Republican Uses the Bible to Justify Denying Food Assistance
Offering a salient argument in favor of protecting separation of church and state, Congressman Jodey Arrington (R-TX) argued during a House hearing this week that unemployed low-income citizens should not have access to the Supplemental Nutrition Assistance Program (SNAP). He used a cherry-picked Bible verse to support that argument saying, “The Scripture tells us in 2 Thessalonians 3-10, he says, ‘For even when we were with you we gave you this rule: If a man will not work he shall not eat.’ And then he goes on to say, ‘We hear that some among you are idle.'”
His Biblical proclamation followed testimony from several experts on the need for and benefits of SNAP.
At the crux of Arrington’s argument is those who want access to food assistance should meet certain work requirements. That argument ignores the reality of SNAP and the populations it serves.
As the Washington Post pointed out in their coverage of Arrington’s statements:
The verse in question applies specifically to people who can work or otherwise contribute to society but choose not to, said theologians from several denominations who spoke to The Post. There is a perception, among some voters and lawmakers, that many adult SNAP recipients are exactly this sort of “freeloader.”

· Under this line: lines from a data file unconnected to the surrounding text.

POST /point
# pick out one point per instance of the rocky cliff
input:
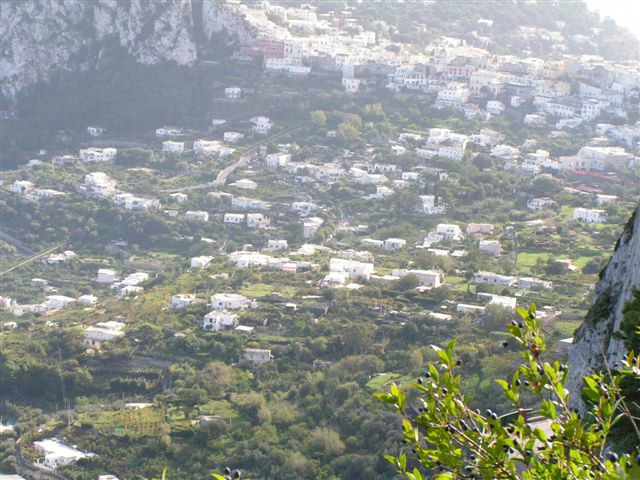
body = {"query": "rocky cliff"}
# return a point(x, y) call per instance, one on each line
point(42, 36)
point(595, 343)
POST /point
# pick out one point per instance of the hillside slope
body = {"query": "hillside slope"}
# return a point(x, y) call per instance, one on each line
point(595, 343)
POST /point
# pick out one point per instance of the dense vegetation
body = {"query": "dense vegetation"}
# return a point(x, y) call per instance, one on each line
point(449, 439)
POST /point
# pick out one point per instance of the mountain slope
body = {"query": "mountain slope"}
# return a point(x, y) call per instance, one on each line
point(596, 344)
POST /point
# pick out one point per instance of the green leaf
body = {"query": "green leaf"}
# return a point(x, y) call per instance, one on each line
point(540, 435)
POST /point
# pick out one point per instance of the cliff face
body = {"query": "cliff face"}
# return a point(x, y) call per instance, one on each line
point(595, 343)
point(42, 36)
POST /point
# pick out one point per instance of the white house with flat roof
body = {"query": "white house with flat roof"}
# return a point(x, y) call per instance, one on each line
point(244, 184)
point(257, 220)
point(245, 203)
point(589, 215)
point(182, 300)
point(449, 231)
point(96, 335)
point(168, 132)
point(261, 125)
point(393, 244)
point(201, 261)
point(94, 154)
point(531, 283)
point(106, 275)
point(539, 203)
point(172, 147)
point(490, 247)
point(232, 137)
point(278, 159)
point(427, 278)
point(196, 216)
point(229, 301)
point(57, 453)
point(276, 245)
point(352, 268)
point(234, 218)
point(256, 356)
point(233, 93)
point(491, 278)
point(217, 320)
point(22, 187)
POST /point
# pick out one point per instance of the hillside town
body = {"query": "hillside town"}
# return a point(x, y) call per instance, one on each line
point(258, 271)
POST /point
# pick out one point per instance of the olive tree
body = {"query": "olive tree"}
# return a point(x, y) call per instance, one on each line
point(445, 438)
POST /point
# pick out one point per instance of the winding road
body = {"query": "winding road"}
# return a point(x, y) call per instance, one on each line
point(221, 179)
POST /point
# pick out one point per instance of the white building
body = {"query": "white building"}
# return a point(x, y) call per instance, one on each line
point(490, 247)
point(229, 301)
point(216, 321)
point(172, 147)
point(304, 208)
point(201, 261)
point(279, 159)
point(246, 259)
point(257, 356)
point(98, 184)
point(211, 148)
point(196, 216)
point(168, 132)
point(88, 300)
point(257, 220)
point(351, 85)
point(246, 203)
point(96, 335)
point(131, 202)
point(276, 245)
point(178, 197)
point(22, 187)
point(602, 199)
point(261, 125)
point(530, 283)
point(106, 275)
point(495, 107)
point(94, 154)
point(393, 244)
point(55, 302)
point(311, 225)
point(95, 131)
point(479, 229)
point(244, 184)
point(449, 231)
point(589, 215)
point(452, 152)
point(427, 278)
point(232, 137)
point(491, 278)
point(182, 300)
point(429, 206)
point(352, 268)
point(233, 92)
point(535, 204)
point(234, 218)
point(57, 453)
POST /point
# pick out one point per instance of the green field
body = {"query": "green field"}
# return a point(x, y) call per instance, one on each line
point(139, 422)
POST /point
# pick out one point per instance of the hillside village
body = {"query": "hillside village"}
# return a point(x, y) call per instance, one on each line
point(327, 239)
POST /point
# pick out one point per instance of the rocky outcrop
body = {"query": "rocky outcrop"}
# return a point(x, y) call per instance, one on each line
point(43, 36)
point(595, 344)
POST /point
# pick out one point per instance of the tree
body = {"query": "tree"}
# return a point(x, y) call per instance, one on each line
point(347, 131)
point(497, 316)
point(216, 377)
point(318, 118)
point(451, 440)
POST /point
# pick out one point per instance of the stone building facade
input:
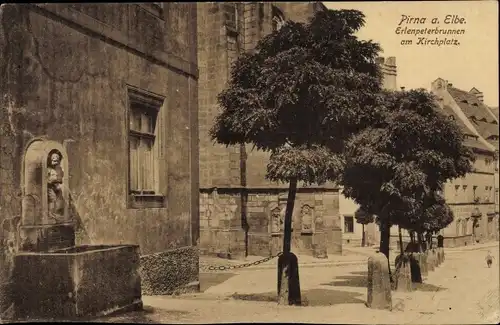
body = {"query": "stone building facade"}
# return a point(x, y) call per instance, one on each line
point(472, 197)
point(352, 232)
point(240, 212)
point(117, 84)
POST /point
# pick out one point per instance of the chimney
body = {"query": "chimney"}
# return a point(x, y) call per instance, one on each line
point(389, 72)
point(479, 95)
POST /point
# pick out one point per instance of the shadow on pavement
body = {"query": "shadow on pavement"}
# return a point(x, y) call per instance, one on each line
point(357, 279)
point(148, 315)
point(312, 297)
point(208, 280)
point(348, 281)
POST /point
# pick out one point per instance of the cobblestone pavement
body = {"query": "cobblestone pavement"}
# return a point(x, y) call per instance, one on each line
point(463, 290)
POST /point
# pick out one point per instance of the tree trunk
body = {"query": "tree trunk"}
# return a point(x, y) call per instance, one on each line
point(429, 239)
point(288, 268)
point(363, 237)
point(400, 240)
point(420, 242)
point(385, 236)
point(287, 237)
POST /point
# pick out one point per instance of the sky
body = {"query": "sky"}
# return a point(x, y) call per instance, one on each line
point(472, 63)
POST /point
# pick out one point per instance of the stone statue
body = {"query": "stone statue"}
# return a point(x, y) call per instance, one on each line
point(55, 175)
point(276, 220)
point(307, 218)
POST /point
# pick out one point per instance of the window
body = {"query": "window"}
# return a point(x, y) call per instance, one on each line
point(144, 149)
point(459, 227)
point(348, 224)
point(278, 19)
point(154, 8)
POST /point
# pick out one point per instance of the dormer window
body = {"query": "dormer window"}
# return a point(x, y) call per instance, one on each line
point(278, 19)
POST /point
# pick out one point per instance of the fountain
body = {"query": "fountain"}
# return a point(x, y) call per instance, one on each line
point(54, 278)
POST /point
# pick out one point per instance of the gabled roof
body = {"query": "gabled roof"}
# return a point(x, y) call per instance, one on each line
point(478, 114)
point(471, 140)
point(470, 105)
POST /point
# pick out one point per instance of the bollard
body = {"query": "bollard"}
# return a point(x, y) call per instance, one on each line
point(415, 270)
point(439, 256)
point(403, 274)
point(422, 258)
point(379, 283)
point(288, 273)
point(436, 260)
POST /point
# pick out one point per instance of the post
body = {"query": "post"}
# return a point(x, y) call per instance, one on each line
point(363, 237)
point(288, 266)
point(400, 240)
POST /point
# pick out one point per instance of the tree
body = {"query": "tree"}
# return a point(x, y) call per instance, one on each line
point(393, 167)
point(432, 215)
point(363, 218)
point(304, 90)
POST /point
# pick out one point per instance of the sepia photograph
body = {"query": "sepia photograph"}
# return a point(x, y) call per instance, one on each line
point(250, 162)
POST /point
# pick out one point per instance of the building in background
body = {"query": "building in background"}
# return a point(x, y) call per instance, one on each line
point(120, 81)
point(240, 211)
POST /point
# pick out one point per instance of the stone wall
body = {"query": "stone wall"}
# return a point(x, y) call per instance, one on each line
point(235, 223)
point(236, 200)
point(65, 74)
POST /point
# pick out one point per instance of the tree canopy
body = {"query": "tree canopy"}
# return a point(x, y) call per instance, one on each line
point(304, 90)
point(395, 168)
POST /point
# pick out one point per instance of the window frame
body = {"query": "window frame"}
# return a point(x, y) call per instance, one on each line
point(154, 8)
point(352, 223)
point(278, 18)
point(148, 103)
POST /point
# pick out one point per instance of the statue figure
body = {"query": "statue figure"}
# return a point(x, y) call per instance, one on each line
point(54, 186)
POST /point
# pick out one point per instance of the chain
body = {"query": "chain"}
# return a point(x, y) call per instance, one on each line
point(238, 266)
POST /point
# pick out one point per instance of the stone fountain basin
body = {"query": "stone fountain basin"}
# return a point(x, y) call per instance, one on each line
point(77, 282)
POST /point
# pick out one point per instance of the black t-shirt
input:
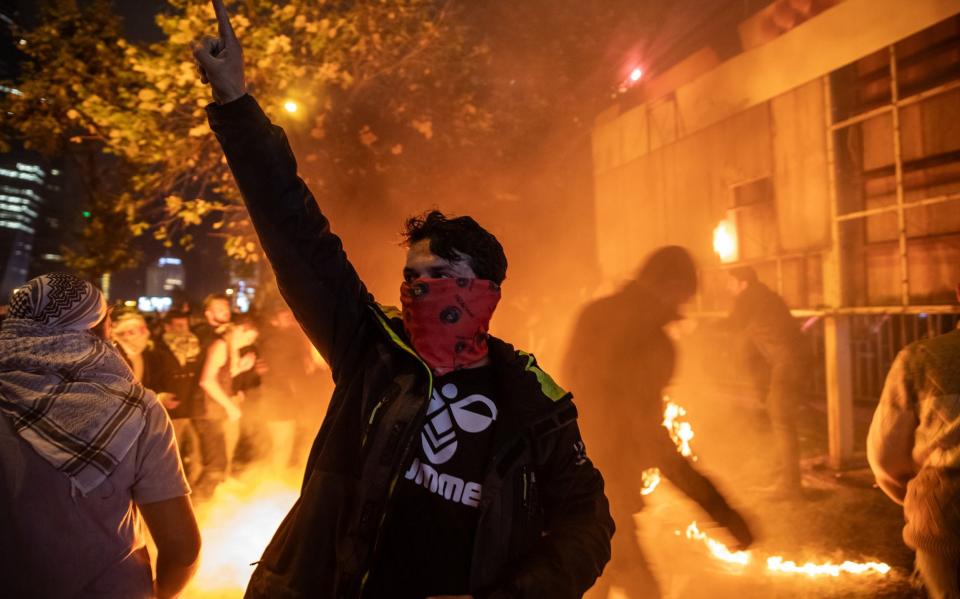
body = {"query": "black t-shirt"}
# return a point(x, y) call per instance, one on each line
point(426, 546)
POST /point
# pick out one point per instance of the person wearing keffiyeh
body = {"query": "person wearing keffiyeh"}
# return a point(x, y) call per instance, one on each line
point(84, 450)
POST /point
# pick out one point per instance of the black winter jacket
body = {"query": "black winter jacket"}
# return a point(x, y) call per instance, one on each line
point(544, 527)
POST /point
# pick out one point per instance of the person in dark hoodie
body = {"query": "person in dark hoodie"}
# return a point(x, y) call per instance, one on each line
point(448, 463)
point(85, 452)
point(620, 360)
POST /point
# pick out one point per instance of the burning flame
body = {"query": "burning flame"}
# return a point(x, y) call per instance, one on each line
point(680, 430)
point(650, 480)
point(725, 241)
point(777, 564)
point(717, 549)
point(236, 526)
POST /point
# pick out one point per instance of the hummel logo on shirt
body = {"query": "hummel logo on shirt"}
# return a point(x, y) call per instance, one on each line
point(451, 423)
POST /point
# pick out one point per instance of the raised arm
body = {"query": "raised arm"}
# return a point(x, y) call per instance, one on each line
point(314, 275)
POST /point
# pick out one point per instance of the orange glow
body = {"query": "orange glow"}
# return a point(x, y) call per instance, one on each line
point(651, 478)
point(680, 430)
point(725, 241)
point(717, 549)
point(236, 526)
point(777, 564)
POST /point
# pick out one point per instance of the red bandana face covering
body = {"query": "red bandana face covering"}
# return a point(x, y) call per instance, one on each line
point(448, 320)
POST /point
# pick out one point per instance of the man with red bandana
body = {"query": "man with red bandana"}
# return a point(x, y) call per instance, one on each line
point(448, 464)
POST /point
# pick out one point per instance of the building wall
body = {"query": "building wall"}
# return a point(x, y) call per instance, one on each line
point(749, 140)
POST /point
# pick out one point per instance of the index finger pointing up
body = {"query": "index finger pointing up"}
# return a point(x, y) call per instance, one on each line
point(227, 35)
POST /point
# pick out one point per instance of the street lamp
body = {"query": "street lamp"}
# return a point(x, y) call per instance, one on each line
point(725, 241)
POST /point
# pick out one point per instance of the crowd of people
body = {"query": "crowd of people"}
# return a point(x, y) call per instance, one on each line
point(233, 384)
point(448, 463)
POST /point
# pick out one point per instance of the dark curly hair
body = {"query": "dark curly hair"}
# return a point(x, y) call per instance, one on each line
point(460, 234)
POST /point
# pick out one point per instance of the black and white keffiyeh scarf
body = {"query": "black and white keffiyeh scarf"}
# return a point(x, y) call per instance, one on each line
point(70, 394)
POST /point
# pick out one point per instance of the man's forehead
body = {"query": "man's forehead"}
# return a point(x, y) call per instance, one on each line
point(419, 255)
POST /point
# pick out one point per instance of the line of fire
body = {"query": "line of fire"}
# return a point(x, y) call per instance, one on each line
point(479, 300)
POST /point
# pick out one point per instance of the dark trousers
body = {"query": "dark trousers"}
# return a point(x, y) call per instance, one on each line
point(213, 456)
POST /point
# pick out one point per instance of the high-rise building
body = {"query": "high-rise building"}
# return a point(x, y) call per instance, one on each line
point(164, 278)
point(23, 184)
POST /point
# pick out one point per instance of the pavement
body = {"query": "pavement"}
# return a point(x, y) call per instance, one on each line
point(841, 516)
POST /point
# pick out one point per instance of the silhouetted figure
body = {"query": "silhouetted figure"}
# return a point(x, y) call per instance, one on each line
point(762, 318)
point(619, 361)
point(85, 451)
point(448, 463)
point(914, 451)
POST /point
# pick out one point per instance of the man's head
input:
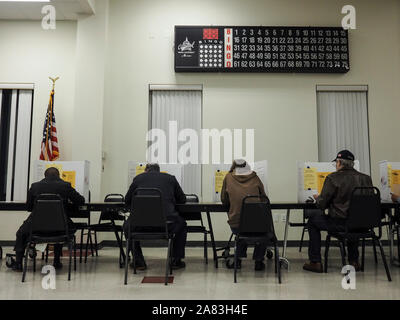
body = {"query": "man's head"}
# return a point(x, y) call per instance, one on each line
point(152, 167)
point(344, 160)
point(52, 173)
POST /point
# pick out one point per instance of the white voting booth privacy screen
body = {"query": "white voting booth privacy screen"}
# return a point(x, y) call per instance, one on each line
point(220, 171)
point(390, 179)
point(311, 177)
point(135, 168)
point(74, 172)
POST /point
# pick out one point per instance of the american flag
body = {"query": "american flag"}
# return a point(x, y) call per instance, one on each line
point(49, 148)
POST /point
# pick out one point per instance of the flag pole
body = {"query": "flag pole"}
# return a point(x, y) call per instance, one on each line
point(51, 112)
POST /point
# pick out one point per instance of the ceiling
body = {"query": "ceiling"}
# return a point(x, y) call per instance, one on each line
point(65, 9)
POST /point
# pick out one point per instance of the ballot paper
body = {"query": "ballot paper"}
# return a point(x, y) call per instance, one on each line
point(389, 178)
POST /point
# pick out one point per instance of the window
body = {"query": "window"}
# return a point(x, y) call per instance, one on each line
point(182, 104)
point(343, 123)
point(15, 141)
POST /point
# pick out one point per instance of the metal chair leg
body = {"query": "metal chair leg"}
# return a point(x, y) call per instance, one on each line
point(363, 255)
point(168, 263)
point(342, 252)
point(235, 263)
point(81, 247)
point(74, 253)
point(87, 244)
point(302, 239)
point(34, 259)
point(277, 262)
point(25, 263)
point(133, 257)
point(327, 245)
point(70, 259)
point(384, 260)
point(96, 244)
point(126, 261)
point(91, 243)
point(205, 248)
point(375, 255)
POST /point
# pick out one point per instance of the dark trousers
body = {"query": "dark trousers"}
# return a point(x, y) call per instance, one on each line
point(178, 227)
point(260, 248)
point(22, 238)
point(316, 224)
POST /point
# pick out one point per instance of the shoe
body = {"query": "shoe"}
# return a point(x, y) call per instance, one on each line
point(356, 265)
point(178, 264)
point(313, 267)
point(57, 265)
point(231, 264)
point(259, 265)
point(140, 264)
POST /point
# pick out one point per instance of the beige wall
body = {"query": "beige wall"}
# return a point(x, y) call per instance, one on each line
point(280, 107)
point(104, 99)
point(29, 54)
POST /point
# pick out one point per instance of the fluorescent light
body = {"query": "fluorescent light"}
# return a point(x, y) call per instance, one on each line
point(24, 0)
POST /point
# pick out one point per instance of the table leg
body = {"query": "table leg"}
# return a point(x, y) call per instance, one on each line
point(283, 260)
point(212, 239)
point(286, 233)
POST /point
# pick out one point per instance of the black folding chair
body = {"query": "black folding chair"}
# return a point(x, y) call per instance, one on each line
point(199, 228)
point(364, 215)
point(49, 225)
point(148, 222)
point(107, 223)
point(78, 226)
point(256, 225)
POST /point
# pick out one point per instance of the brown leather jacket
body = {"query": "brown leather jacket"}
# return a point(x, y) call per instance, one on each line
point(337, 189)
point(234, 189)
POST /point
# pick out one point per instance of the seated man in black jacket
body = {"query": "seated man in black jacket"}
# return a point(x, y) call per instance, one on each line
point(335, 196)
point(52, 183)
point(172, 194)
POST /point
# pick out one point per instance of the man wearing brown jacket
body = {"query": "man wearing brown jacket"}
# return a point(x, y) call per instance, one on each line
point(335, 196)
point(239, 183)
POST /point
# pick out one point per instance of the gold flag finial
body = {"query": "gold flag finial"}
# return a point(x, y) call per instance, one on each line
point(54, 81)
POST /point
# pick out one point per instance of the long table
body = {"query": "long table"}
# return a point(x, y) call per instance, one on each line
point(208, 207)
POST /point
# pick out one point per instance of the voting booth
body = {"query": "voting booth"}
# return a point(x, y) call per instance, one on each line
point(135, 168)
point(220, 171)
point(312, 175)
point(74, 172)
point(390, 179)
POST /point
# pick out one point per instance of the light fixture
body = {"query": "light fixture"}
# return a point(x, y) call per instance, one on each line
point(24, 0)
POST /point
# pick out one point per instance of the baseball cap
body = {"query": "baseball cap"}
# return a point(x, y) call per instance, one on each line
point(344, 154)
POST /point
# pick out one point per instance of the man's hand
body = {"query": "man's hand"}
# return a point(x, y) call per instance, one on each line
point(395, 197)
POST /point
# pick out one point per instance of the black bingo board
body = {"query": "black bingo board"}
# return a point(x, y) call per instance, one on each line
point(261, 49)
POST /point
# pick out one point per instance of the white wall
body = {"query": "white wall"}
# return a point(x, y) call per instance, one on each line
point(280, 107)
point(29, 54)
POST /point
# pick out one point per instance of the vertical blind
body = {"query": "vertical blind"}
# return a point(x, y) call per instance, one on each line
point(184, 107)
point(15, 139)
point(343, 124)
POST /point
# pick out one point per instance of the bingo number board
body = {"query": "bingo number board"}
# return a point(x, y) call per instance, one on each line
point(261, 49)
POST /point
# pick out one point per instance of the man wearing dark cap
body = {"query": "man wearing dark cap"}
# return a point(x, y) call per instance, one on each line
point(335, 196)
point(172, 194)
point(52, 183)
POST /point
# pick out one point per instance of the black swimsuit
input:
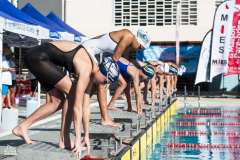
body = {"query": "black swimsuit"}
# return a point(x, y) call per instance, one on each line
point(45, 62)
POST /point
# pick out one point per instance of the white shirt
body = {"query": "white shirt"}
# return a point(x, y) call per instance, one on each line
point(6, 75)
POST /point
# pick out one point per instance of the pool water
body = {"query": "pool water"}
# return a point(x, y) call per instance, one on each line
point(211, 133)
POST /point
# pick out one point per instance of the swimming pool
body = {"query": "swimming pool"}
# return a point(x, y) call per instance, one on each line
point(211, 133)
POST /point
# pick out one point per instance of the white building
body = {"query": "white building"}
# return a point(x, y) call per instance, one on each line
point(158, 17)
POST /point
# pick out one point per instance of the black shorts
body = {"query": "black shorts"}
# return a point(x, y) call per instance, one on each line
point(39, 62)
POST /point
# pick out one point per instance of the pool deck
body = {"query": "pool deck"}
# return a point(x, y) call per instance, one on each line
point(106, 142)
point(103, 139)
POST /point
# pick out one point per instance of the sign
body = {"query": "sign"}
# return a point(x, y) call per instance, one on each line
point(233, 47)
point(135, 151)
point(126, 156)
point(203, 70)
point(143, 146)
point(219, 56)
point(149, 140)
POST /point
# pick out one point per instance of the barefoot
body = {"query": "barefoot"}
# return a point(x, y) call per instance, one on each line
point(22, 133)
point(114, 109)
point(66, 144)
point(110, 123)
point(132, 110)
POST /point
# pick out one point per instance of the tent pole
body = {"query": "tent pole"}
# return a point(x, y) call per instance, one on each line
point(177, 32)
point(39, 85)
point(1, 51)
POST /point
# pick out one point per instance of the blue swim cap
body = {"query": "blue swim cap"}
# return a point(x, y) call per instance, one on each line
point(149, 71)
point(143, 38)
point(109, 68)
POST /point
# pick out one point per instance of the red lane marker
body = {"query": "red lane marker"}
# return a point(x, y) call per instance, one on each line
point(192, 123)
point(213, 111)
point(190, 116)
point(203, 133)
point(203, 146)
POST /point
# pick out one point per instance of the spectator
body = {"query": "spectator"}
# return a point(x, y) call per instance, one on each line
point(6, 76)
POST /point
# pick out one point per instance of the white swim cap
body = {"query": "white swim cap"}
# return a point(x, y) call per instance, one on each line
point(143, 38)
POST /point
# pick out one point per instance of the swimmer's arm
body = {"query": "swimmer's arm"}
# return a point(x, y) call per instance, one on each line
point(136, 84)
point(78, 104)
point(123, 44)
point(86, 113)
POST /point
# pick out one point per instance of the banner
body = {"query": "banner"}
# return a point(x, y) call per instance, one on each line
point(1, 47)
point(221, 28)
point(203, 70)
point(233, 46)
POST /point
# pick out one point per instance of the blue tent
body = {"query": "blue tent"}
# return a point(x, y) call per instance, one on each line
point(34, 13)
point(12, 11)
point(57, 20)
point(18, 16)
point(18, 23)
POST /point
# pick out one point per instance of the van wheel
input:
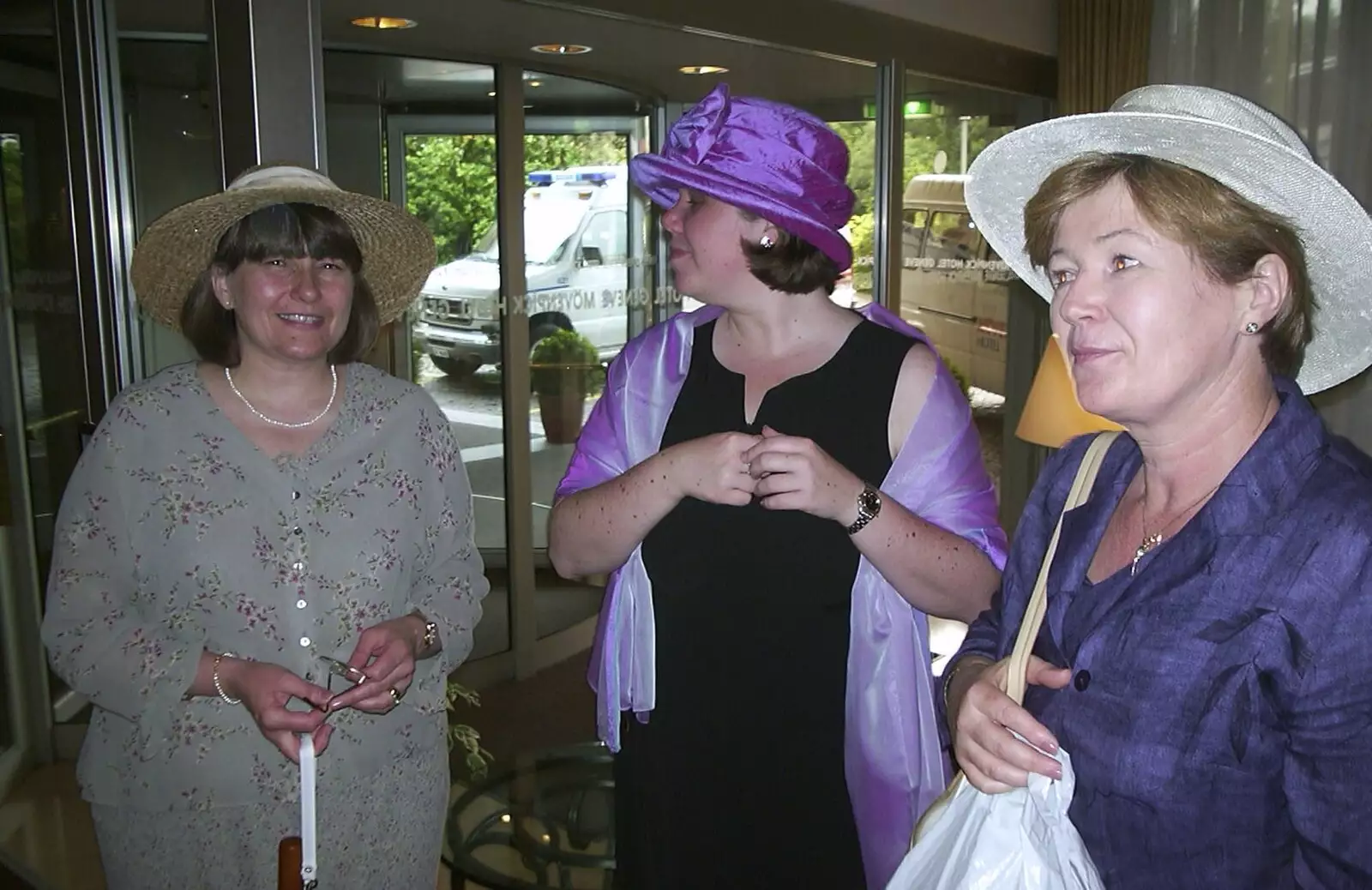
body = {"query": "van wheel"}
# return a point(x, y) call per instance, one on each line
point(454, 368)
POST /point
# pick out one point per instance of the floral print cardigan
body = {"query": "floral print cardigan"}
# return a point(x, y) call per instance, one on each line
point(178, 535)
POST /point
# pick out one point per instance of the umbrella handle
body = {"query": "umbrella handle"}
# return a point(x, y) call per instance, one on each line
point(288, 866)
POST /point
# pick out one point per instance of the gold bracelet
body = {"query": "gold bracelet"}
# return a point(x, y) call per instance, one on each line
point(219, 688)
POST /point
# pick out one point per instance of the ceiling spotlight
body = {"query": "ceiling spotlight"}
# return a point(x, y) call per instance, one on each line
point(384, 22)
point(562, 50)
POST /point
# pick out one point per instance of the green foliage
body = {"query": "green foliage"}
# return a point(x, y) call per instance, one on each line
point(559, 358)
point(960, 377)
point(11, 171)
point(450, 180)
point(924, 139)
point(464, 736)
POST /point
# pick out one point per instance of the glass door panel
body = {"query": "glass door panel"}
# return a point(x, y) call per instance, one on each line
point(585, 301)
point(41, 377)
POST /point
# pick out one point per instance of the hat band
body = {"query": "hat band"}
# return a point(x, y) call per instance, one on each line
point(825, 203)
point(283, 177)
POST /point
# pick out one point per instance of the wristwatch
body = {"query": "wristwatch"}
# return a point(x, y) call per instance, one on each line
point(869, 505)
point(430, 640)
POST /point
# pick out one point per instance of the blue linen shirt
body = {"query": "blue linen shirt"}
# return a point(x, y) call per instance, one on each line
point(1220, 712)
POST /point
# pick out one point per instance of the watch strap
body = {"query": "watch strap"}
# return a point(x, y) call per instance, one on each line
point(864, 513)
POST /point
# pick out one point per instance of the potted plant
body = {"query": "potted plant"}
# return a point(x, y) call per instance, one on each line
point(463, 736)
point(564, 370)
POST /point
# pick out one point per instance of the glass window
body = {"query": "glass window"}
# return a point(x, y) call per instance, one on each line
point(607, 235)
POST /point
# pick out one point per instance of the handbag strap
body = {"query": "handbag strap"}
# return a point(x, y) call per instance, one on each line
point(1019, 668)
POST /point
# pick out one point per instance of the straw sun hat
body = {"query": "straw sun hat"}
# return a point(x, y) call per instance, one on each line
point(1235, 143)
point(397, 250)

But policy experts say that is not the case. Many unemployed adults on SNAP simply cannot work, they say. Those include the mentally ill, the borderline disabled and veterans.
But as entitlement spending has increased, Americans have grown increasingly suspicious of people who use the social safety net. And that suspicion has fallen largely on a group called unemployed “ABAWDs” — able-bodied adults without dependents, and without steady jobs.
This population represents only a small minority of SNAP users. According to the Department of Agriculture, nearly two-thirds of SNAP recipients are children, seniors and people with disabilities. Of the remaining third, the vast majority are employed. According to the USDA, only 14 percent of all SNAP participants work less than 30 hours per week.
Contrary to popular opinion, both liberal and conservative economists agree that there is no “welfare cliff” with SNAP. Because benefits decrease incrementally with increased income, the program does not disincentivize employment.
Of that 14%, many face barriers that prevent them from seeking and obtaining gainful employment – barriers politicians like Arrington have thus far refused to address.
But the 6 million or so who are not employed receive a great deal of attention. This is a diverse population, experts say, who face a variety of barriers to employment, as well as an array of state and federal work requirements.
Local surveys of SNAP users have shown that many adults who are not working have recently been released from jail — or are homeless, veterans, noncustodial parents, people with undiagnosed mental illnesses and teenagers aging out of the foster care system.
Still more may lack the skills or education needed to obtain work in their community — particularly if their community has a high unemployment rate, said Stacy Dean, the vice president for food assistance policy at the nonpartisan Center on Budget and Policy Priorities.
Ignorance of the context behind those 6 million people aside, Congressman Arrington’s comments stirred controversy among Christians and non-Christians alike for his brutal use of religious dogma to deny assistance to in-need citizens. Here are some examples:
— Amanda Timpson (@amandarin) March 31, 2017
— eve peyser (@evepeyser) March 31, 2017
— Gweskoyen Korsharat (@Gweskoyen) March 31, 2017
Matthew 5:42, 6:24
1 John 3:17
— Jon Morse (@jonfmorse) March 31, 2017
If Congressman Arrington truly wants to help people successfully get off public assistance – SNAP, Medicaid or otherwise – he needs to stop demonizing those who utilize the program as unwilling and greedy. The myth of the ‘welfare queen’ may play well to far right political audiences and donors, but it does nothing to help those merely attempting to survive another day.
That includes veterans (who make up a substantial portion of that under and unemployed population).
It’s amazing that Republicans use veterans as political props when it’s politically expedient but once the spotlight is gone and their usefulness ends, those veterans are left to fend for themselves.
And that’s a population Republicans publicly admit to caring for; never mind the mentally ill, homeless, LGBTQ youth, and other affected populations the GOP would rather ignore than admit their small government, culture-war-prone advocacy has few solutions for.